Global port operating companies are itching to invest in infrastructure in South African ports. They lament that while discussions between local and foreign companies and the government have been going on for years, nothing concrete has materialised.
“From our group’s point of view,” says Jonathan Horn, executive at Danish AP Møller shipping giant subsidiary Safmarine, “there’s a lot of interest in becoming more and more involved in investing in the development and operating of South African port infrastructure.
This interest was initially expressed a number of years ago and I’m confident that the view of the group will not have changed. If the opportunity were there to participate in some form or another there would be a lot of interest.”
How much of the R50bn ($7bn) first phase budget for Durban’s new dug-out harbour would be met by government-owned Transnet’s balance sheet and borrowed money and how much by the private sector is unclear.
The business community has been angling for a slice of the freight logistics pie for years, and public-private participation in the R300bn ($36.2bn) final cost might be promising if comments by Transnet’s CEO, Brian Molefe, that “we are looking at the private sector to participate in the project” have the significance they suggest.
“There is an opportunity here for the private sector to both invest in the dug-out port project and also possibly be involved in the new port’s operations,” he says. “ This could be a public-private partnership.

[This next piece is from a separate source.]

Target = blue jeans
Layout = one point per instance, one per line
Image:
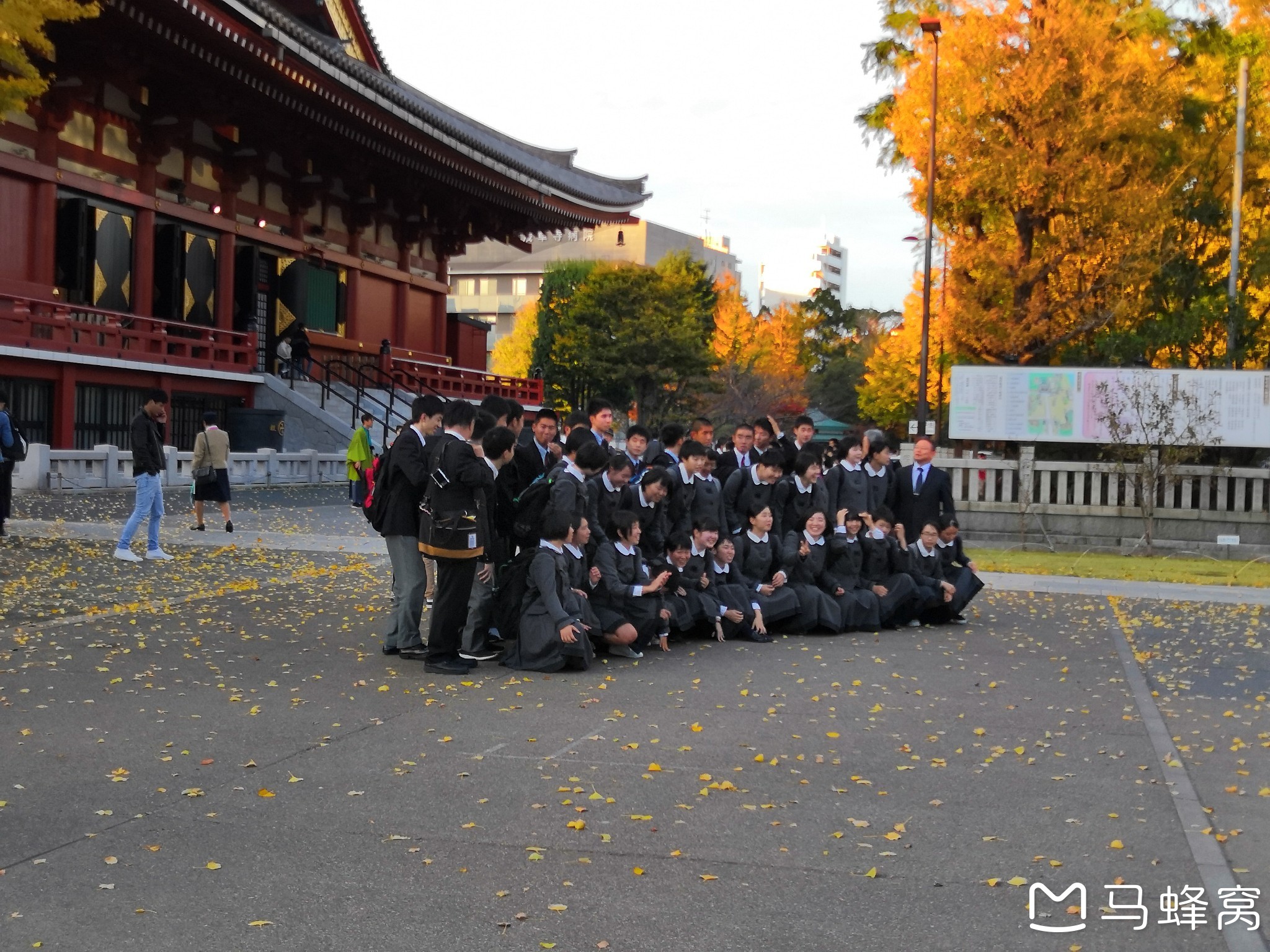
(149, 503)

The private sector needs to play a role.”
But such pronouncements are nothing new. “We’ve heard it all before,” says a maritime services company executive who asked not to be named, “and nothing much has ever come of it.”
PPP building blocks
Cynthia Carroll, chief of resources giant Anglo American, says her organisation has already shown that partnership works, and while this journey still has a way to go, “the truth is that partnership is the only approach that works. The policy choices South Africa will make over the coming weeks and months will have a profound impact on the future of the mining industry”.
A bogey that keeps raising its head and one that has split policy makers in the ruling ANC-led tripartite alliance is the recurring call for the nationalisation of the mining industry. Increasingly, the call across Africa’s socio-political spectrum is over the critical role of the private sector in driving continental growth.
“Government commitments to cooperate with private enterprises in pursuit of national development objectives will generate significant gains if upheld,” maintains Kim Polley of consultants Africa Practice. “More specifically, Kenya and Uganda have both pledged to pass public private partnership (PPP) bills in the new financial year, which should pave the way for increased investment in infrastructure projects. Tanzania has already made considerable progress in this regard, with a regulatory framework in place.
Barclay proposes putting in place a few of the essential building blocks of PPP programme including the necessary institutional structures and arrangements for a regulator. “The diverse skill sets required to fully appreciate the mechanics of PPPs cannot be taught overnight. Burgeoning PPP units in Africa may consider seconding people with relevant skills from the private sector.”
Proponents of swift reparation to Africa’s wheel-spinning PPP environment hold that a new kind of thinking is emerging as younger, more contemporary, minds engage with the risk, reward and responsibility of the development state, having everyone involved in building the country and sharing in the wealth created.